Donnerstag, 14.05.2020, 10:38 Uhr aktualisiert: 14.05.2020, 12:32 Uhr
Symbolbild. Foto: dpa
Symbolbild. Foto: dpa

Aufgrund eines Erlasses des Ministeriums für Arbeit, Gesundheit und Soziales des Landes NRW würden aktuell Prüfungen der Sammelunterkünfte stattfinden. 150 Unterkünfte sind nach Angaben der Bezirksregierung bislang im Kreis Minden-Lübbecke untersucht worden, Prüfungen im Kreis Gütersloh laufen.

Aber was sind „gravierende Mängel“? Andreas Moseke von der Pressestelle der Bezirksregierung führt aus, dass in der Unterkunft in Espelkamp die Hygienevorschriften nicht eingehalten wurden. Laut Erlass muss beispielsweise mindestens ein Desinfektionsmittelspender je Zimmer, Bad, Toilette und Küche vorhanden sein.

„Der Allgemeinzustand des Gebäudes ermöglichte außerdem nicht, für einen ausreichenden Infektionsschutz zu sorgen. Darüber hinaus gab es keine Brandschutzvorkehrungen sowie erhebliche bauliche Mängel“, führt Moseke die Mängelliste aus. Aus diesen Gründen sei die Unterkunft geschlossen worden.

Überwiegend leichte Mängel festgestellt

Die Kontrollen führten Mitarbeiter der Bezirksregierung Detmold mit Mitarbeitern der lokalen Ordnungsbehörden durch. Die Überprüfung von Unterkünften im Kreis Minden-Lübbecke sei abgeschlossen, so Moseke. „Die Einrichtungen befinden sich in den Gemeinden Hille, Stemwede, Espelkamp, Lübbecke und Preußisch Oldendorf.“

In den meisten Unterkünften hätten die Kontrolleure leichte Mängel festgestellt, darunter auch Hygienemängel, heißt es. „Dazu gehörte zum Beispiel, dass nicht genügend Desinfektionsmittel zur Verfügung stand oder dass keine Reinigungspläne vorlagen. Ein Teil der Mängel konnte direkt vor Ort beseitigt werden.
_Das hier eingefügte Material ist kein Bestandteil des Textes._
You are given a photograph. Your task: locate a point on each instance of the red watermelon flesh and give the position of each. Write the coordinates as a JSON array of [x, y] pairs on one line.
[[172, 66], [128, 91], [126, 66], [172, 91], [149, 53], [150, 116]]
Alle weiteren erforderlichen Maßnahmen werden abgearbeitet.“

Westfleisch und Tönnies ohne Infizierte

Sowohl bei Tönnies in Rheda-Wiedenbrück als auch bei Westfleisch in Lübbecke hat es bislang keine bestätigten Corona-Infektionen gegeben.

Westfleisch teilte am Donnerstagmittag mit, dass es in den Betrieben in Gelsenkirchen und Bakum in Niedersachsen ebenfalls keine Arbeiter gebe, die mit dem Coronavirus infiziert sind.

Am Vortag hatte die Stadt Hamm darüber informiert, dass es auch am Westfleisch-Standort in Hamm keine positiven Testergebnisse gab. Damit sei keiner der rund 2300 Beschäftigen an diesen vier Standorten positiv getestet worden.

„Auch wenn wir diese Ergebnisse erwartet haben, freuen wir uns sehr darüber“, sagte Westfleisch-Vorstandsmitglied Carsten Schruck laut Mitteilung. Die genauen Infektionswege in den betroffenen Werken in Coesfeld und Oer-Erkenschwick müssten noch abschließend untersucht werden, hieß es in der Stellungnahme.

Nach Angaben von Westfleisch sind am Standort in Oer-Erkenschwick knapp 40 Beschäftigte betroffen. Beim Werk in Coesfeld im Münsterland hatte der Kreis laut Angaben vom Mittwoch bislang 264 Corona-Nachweise unter den über 1200 Mitarbeitern gezählt.

Das Land Nordrhein-Westfalen hatte das Werk in der vergangenen Woche geschlossen. Der Kreis Coesfeld musste viele der seit Montag an landesweit geltenden Lockerungen der Corona-Auflagen etwa für Gaststätten und Geschäfte wegen der hohen Infektionszahlen um eine Woche verschieben.